Night time tips for toddlers
night time tips for toddlers
There are a few simple tactics that will help your toddler to sleep and avoid any problems in the future. A sleeping routine for your toddler doesn't need to be treated as a military-precise regimen, but can be a positive cornerstone for a healthy lifestyle. A good day is built on a strong foundation of sleep after all!
If your toddler is constantly getting up and calling out for you, it's just their way of delaying the inevitable but can naturally be the source of irritation for parents. Firstly, make one hundred per cent sure that nothing is genuinely wrong and then spend a little time with them to make sure they are comfortable and settled. It has been proven that some adults' anxiety and abandonment issues may have roots from being separated from their parents at an early age so it's important to acknowledge them. Show them that you love them and ensure them that you are close by, but also make it clear that night time is the time for sleep. Educating toddlers about sleep time is as important as the final goal of getting them to sleep on their own.

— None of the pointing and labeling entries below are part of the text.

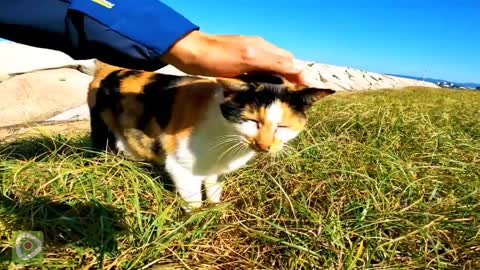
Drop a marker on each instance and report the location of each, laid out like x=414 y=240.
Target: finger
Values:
x=274 y=49
x=276 y=63
x=299 y=78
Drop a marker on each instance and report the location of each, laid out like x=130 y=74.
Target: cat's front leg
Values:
x=213 y=189
x=188 y=186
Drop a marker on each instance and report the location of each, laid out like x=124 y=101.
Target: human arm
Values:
x=137 y=34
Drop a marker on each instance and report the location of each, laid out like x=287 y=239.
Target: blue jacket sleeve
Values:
x=127 y=33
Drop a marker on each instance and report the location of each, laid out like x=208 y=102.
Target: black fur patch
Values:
x=232 y=109
x=158 y=100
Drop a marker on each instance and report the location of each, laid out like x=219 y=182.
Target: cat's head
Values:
x=266 y=110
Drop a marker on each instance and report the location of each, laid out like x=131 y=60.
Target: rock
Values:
x=18 y=59
x=41 y=95
x=45 y=85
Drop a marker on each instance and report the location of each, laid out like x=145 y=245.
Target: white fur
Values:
x=210 y=151
x=248 y=128
x=285 y=134
x=274 y=113
x=215 y=147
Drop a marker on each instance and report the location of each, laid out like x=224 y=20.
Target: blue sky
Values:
x=434 y=38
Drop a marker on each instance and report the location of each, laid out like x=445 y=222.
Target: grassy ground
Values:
x=381 y=180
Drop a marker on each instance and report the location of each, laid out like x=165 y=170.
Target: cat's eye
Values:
x=253 y=121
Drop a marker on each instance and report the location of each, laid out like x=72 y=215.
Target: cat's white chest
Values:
x=204 y=159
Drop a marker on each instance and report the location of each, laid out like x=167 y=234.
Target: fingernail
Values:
x=298 y=66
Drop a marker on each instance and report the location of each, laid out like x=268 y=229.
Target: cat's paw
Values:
x=189 y=207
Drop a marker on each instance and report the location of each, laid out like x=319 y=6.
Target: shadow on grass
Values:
x=82 y=224
x=43 y=147
x=87 y=224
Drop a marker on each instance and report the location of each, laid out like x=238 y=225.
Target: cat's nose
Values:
x=263 y=147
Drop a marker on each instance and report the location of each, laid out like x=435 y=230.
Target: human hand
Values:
x=230 y=56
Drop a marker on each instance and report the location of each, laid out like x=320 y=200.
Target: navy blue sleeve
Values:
x=127 y=33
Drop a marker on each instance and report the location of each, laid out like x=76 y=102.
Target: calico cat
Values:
x=197 y=128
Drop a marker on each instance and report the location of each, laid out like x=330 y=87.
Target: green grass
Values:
x=381 y=180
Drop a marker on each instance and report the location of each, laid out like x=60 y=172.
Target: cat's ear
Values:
x=306 y=97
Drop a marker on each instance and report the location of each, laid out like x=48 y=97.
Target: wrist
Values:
x=186 y=50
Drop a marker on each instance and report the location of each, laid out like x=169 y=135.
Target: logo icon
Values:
x=27 y=247
x=104 y=3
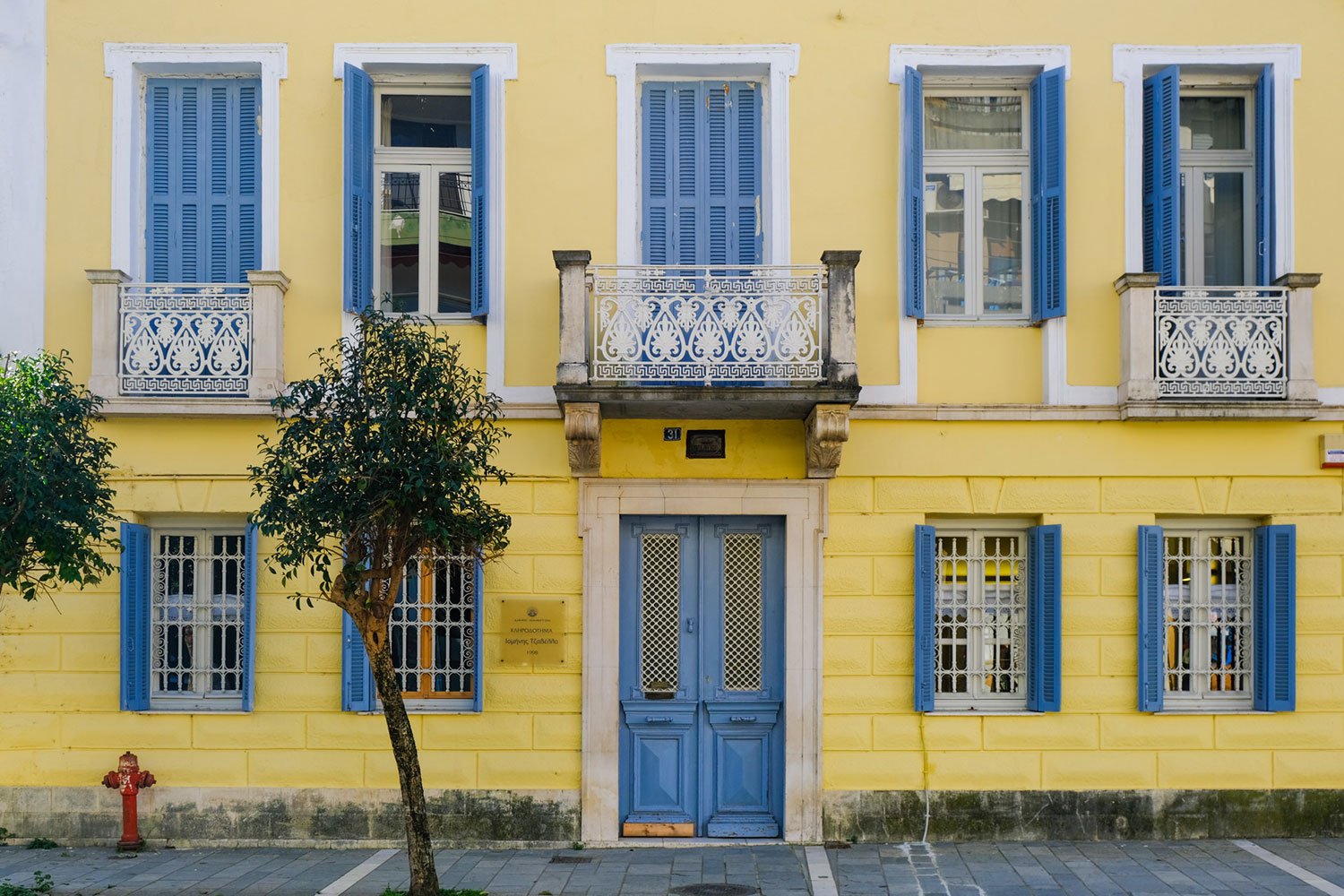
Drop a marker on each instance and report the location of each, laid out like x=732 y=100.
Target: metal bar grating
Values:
x=660 y=611
x=196 y=614
x=1210 y=614
x=744 y=621
x=981 y=616
x=433 y=629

Tell them how proud you are. On the flip side, it’s best not to acknowledge toddler’s bad behaviour the following day.
Develop a sleep time routine with your toddler. This extends past the actual time itself: make sure that you do the same things every night. These may include things like having a bath, reading them a book or talking about the day. Make sure they've gone to the toilet and brushed their teeth. It's not the time to engage them in videogames, movies, play time or anything else that may stimulate them. Be clear about what is happening. Say goodnight naturally, and put them at ease before you leave the room.
It may take some time to settle on a suitable bed time for toddlers. Because all children and house and family situations are different, you may need to adjust you toddler's sleep time slightly rather than exactly follow the same time as your friend or neighbour's. Get your toddler to slow down and don't let that second wind take hold!
If your child complains of the dark, invest in a night light which will help them initially. Some toddlers will only need to use them for just a few months before you are able to phase them out.
If your child calls out during the night, try your best to ignore them as on many occasions they will be able to settle themselves. The same rule applies with putting toddlers down to sleep in the first place: try your best to make sure their concerns are genuine and only then, should you go to them. If you go at their every whim, they will soon take advantage of it so while difficult, trying to ascertain their concerns is crucial.
Some toddlers will grind their teeth during sleep. This may be loud and concerning, but don't worry too much. If you feel that it is excessive, seek advice from your GP who will be able to help you determine if there is a greater problem - though this is rare.
Sometimes toddlers may be genuinely hungry, although night time eating should be discouraged once they enter their toddler years. There are a number of ways to phase out night time eating. These include shortening feeds for breastfed babies, and then cutting that down to less nights per week. Use this same analogy but apply it to volume for bottle-fed babies. Obviously, they are still growing, so make sure you temper this with their growing daily food requirements.
If they get up help them back to bad with little, or ideally, zero fuss. This may take a number of times, but persist with it and stay calm! Some parents suggest erecting a child gate if the problem gets out of hand, but our experience shows that results and sleeping through the night will come if you stay consistent, positive and calm.
Make sure you lavish your child with praise if they stayed in bed and went to sleep. Tell them how proud you are. On the flip side, it's best not to acknowledge toddler's bad behaviour the following day - it won't help and the focus should be kept on keeping things positive.